I'm looking for a guide, or just a list of tools with some advice. I want to protect the emails stored on the server-side (in a Courier-IMAP server).
A basic flowchart to illustrate the idea.
[Unencrypted mail comes in]
|
[Encryption with public key]
|
[Saved to file]
|
[Client downloads file]
|
[Decryption with private key]
I use Thunderbird. I am sure it can be done, it's a pretty streightforward process. May be an other program should be inseted between the mail client and the server, or an extension has to be used. May be the original message file has to be an attachment to a wrapper message (to be flawlessly handleled by the mail client). May be an add-on can help.
I'm open to any ideas how to solve this.
You are basically asking for a feature where incoming mail bodies have to be effectively re-written to be S/MIME mails, where decryption can be handled by the majority of widely-used mail clients. I am not aware of any mail server suite that comes with this feature out-of-the-box. But you might process the incoming mail using openssl smime or a similar processor.
I think it would be easiest to introduce this in the SMTP server's reception processing chain as this is already implemented for SPAM filter mechanisms in all major server distributions. For postfix, there are implementations doing similar things.

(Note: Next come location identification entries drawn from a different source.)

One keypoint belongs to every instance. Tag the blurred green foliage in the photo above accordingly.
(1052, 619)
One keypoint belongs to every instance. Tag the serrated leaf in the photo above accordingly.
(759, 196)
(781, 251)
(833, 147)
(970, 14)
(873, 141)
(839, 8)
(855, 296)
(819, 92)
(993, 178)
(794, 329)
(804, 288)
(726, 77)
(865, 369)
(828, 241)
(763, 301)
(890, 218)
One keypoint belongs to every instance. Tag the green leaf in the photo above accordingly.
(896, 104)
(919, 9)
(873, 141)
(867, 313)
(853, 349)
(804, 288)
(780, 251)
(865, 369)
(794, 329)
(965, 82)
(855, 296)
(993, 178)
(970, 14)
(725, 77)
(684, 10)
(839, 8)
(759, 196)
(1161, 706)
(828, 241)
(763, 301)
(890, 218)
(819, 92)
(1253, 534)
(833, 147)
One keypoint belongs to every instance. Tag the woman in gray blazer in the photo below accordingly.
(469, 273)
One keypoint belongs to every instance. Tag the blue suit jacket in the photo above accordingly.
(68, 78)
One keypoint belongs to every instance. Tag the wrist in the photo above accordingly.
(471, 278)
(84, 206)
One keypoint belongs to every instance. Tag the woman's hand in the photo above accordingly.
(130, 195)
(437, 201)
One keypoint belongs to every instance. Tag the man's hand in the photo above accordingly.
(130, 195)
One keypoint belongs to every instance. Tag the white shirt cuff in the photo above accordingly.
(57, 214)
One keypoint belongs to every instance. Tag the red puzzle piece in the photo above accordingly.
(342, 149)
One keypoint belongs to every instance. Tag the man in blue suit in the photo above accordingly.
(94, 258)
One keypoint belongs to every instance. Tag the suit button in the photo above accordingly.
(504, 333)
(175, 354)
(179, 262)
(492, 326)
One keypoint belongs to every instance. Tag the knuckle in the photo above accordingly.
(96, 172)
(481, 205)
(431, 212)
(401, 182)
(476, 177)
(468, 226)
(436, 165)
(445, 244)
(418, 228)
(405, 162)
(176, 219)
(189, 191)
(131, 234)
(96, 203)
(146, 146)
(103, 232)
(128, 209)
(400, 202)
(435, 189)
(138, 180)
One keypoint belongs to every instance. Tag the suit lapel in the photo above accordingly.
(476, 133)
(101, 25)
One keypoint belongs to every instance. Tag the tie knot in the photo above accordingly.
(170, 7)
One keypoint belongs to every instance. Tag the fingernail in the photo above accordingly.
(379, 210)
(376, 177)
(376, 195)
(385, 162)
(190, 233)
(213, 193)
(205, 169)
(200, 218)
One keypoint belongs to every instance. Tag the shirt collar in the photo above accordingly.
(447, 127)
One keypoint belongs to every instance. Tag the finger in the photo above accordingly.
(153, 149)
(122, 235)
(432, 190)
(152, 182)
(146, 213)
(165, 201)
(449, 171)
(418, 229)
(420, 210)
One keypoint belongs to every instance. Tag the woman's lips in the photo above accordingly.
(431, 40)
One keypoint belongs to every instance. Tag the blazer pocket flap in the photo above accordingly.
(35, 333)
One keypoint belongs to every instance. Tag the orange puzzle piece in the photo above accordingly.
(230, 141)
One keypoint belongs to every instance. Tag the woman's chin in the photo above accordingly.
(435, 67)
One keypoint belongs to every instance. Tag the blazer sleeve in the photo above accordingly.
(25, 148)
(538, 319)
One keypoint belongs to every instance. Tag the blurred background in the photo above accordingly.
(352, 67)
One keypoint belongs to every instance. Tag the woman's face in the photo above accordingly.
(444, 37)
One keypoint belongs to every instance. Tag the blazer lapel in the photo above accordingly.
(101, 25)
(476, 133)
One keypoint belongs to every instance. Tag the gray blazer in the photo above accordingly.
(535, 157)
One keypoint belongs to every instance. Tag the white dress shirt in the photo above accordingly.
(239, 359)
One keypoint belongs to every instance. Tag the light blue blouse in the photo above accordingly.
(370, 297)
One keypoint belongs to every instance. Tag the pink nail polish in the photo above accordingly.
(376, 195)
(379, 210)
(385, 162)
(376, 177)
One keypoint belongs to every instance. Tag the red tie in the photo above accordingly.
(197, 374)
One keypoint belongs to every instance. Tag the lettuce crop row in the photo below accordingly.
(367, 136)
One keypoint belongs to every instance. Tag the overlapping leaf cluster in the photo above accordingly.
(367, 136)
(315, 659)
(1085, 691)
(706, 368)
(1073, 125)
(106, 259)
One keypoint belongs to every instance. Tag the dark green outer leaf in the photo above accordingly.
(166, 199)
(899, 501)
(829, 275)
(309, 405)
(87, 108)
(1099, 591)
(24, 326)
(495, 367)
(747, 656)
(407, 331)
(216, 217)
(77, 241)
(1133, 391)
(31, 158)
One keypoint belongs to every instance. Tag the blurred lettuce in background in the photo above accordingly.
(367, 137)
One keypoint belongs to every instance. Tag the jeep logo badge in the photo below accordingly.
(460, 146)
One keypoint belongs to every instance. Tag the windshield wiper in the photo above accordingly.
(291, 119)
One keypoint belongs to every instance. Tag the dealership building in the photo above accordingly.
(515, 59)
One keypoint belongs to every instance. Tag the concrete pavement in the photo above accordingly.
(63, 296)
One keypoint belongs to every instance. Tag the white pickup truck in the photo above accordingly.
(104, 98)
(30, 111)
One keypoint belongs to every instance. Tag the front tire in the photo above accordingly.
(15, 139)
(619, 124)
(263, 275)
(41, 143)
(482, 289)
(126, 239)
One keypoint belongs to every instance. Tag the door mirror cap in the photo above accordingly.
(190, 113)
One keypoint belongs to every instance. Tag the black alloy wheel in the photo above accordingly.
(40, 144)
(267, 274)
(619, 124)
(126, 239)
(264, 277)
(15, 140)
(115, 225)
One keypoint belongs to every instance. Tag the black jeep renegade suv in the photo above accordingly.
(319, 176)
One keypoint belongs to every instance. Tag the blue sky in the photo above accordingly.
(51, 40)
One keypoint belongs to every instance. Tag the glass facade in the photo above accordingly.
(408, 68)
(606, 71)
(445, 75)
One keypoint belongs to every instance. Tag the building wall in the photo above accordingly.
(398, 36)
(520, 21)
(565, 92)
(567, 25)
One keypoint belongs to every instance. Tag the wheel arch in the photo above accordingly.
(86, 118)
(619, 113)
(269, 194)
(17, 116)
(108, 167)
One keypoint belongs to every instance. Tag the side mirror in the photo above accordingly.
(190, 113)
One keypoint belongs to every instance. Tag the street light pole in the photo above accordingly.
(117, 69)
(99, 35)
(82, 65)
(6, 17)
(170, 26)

Doing it in Courier-IMAP would require some sort of a hook for the STORE/APPEND actions where you would be able to start the conversion process. I do not know enough of Courier to tell if that is implemented, but I'd guess you will need to mess with the code.
Of course the key management is a challenge - you would need to maintain a database of user keys. And if either the system or the users get it wrong and there is no corresponding private key available to the signing public key, all incoming messages will be effectively lost.